There is simply no escape from “circumstances existing already, given and transmitted from the past.” As Americans, deep down underneath, we dream of escape to a new frontier where we can begin all over again, or that we were by some means “chosen,” and so feel ourselves outside of the contours of history. Escape, departure, specialness, uniqueness, and the rejection of history are essential to American Exceptionalism. Instead, we should use our “given and transmitted” history and culture to, “conjure up the spirits of the past,” for a purpose: “of magnifying the given task in the imagination,” “of finding once more the spirit of revolution.”

In order to achieve a true “revolution of values,” Martin Luther King counseled that Americans would have to build upon the spirit and promise of our revolutionary forbearers “to make democracy real and to follow through on the revolutions that we initiated.”[3] King recognized that we don’t need to invent this revolutionary spirit from scratch, we only need to recapture something once lost:

“The Western nations that initiated so much of the revolutionary spirit of the modern world have now become the arch anti-revolutionaries…..Our only hope today lies in our ability to recapture the revolutionary spirit and go out into a sometimes hostile world declaring eternal opposition to poverty, racism and militarism. With this powerful commitment we shall boldly challenge the status quo and unjust mores and thereby speed the day when “every valley shall be exalted, and every mountain and hill shall be made low: and the crooked shall be made straight and the rough places plain.[ 4 ]

By using the ideas of transformation and reconstruction we can better envision the process of historical change as the play between continuity and discontinuity or between tradition and innovation.

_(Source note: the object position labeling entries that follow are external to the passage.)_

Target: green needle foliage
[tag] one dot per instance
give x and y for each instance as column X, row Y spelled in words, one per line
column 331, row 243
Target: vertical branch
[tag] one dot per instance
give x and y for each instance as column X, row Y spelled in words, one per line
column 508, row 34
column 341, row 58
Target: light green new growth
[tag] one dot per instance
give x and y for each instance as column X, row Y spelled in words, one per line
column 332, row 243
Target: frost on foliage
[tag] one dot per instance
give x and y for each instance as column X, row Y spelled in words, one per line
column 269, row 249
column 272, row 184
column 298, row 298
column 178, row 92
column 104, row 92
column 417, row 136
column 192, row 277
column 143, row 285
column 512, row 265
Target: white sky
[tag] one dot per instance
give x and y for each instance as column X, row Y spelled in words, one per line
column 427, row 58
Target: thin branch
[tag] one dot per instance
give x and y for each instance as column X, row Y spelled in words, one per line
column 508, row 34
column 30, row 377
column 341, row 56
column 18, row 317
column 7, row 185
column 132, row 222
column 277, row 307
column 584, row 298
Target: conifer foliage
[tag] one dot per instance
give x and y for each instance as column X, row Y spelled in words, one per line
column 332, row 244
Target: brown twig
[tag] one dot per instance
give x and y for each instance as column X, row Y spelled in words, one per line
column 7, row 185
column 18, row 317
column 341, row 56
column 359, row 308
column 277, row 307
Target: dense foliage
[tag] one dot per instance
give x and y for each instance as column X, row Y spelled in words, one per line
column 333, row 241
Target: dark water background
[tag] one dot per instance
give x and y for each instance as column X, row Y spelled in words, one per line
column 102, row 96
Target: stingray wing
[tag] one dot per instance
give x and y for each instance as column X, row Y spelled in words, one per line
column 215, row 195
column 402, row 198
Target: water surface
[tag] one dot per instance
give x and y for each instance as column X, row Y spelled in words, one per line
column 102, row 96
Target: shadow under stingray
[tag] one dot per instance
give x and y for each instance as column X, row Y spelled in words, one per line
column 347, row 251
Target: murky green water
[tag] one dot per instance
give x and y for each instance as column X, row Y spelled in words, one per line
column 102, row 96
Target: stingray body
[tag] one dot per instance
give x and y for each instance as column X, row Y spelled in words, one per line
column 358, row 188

At the heart of the last American revolution, a movement of Vietnam-era soldiers and veterans opposed war and empire. Lead by patriotic volunteers they became “new winter soldiers” that remade and transformed the citizen-solder ideal. The anti-war soldier became the contemporary reenactment of a revolutionary figure created in the American Revolution and Civil War. The transformation ran so deep, it founded a permanent movement of military dissent. Vietnam Veterans Against the War, Iraq Veterans Against the War, Veterans for Peace, GI Rights Network, Military Families Speak Out, Votevets, the heroic stand of Chelsea Manning, and the insightful anti-imperialism of intellectuals like Andrew Bacevich and Danny Sjursen continue the revolution of the Sixties.

We should set our sights so high.

Not some nagging residue that must be overcome, cultural and historical traditions instead represent the inevitable grounds on which social change occurs and the raw materials from which new consciousness is constructed. Revolutions succeed when new, more inclusive and compelling versions of worn-out traditions take root by assuming the latent power and liberating vision of some frayed but classic ideal. [ 5 ]

How will we know revolution when we see it? When old things are made new again revolution is in the air. It’s the “re-” in “revolution.”

The experimental approach of the inside/outside strategy, alertness to transformation/reconstruction as the mode of revolutionary change,  universal values as a rhetorical framework and political ideal, and the recognition that our ideals and strategies must, of necessity, speak to a hundred million people and more, are four parts of a work in progress.

To make the changes we must make, we need to create a working theory of revolution. Perhaps “How Do We Organize a Hundred Million” is a beginning. You be the judge.


[ 1 ] Martin Luther King, Where do We go From Here?

[ 2 ] Karl Marx, The Eighteenth Brumaire of Louis Napoleon, 1852.

[ 3 ] Martin Luther King, Where Do We Go From Here?

[ 4 ] Martin Luther King, Where Do We Go From Here?

[ 5 ] Richard Moser, The World the Sixties Made p.44.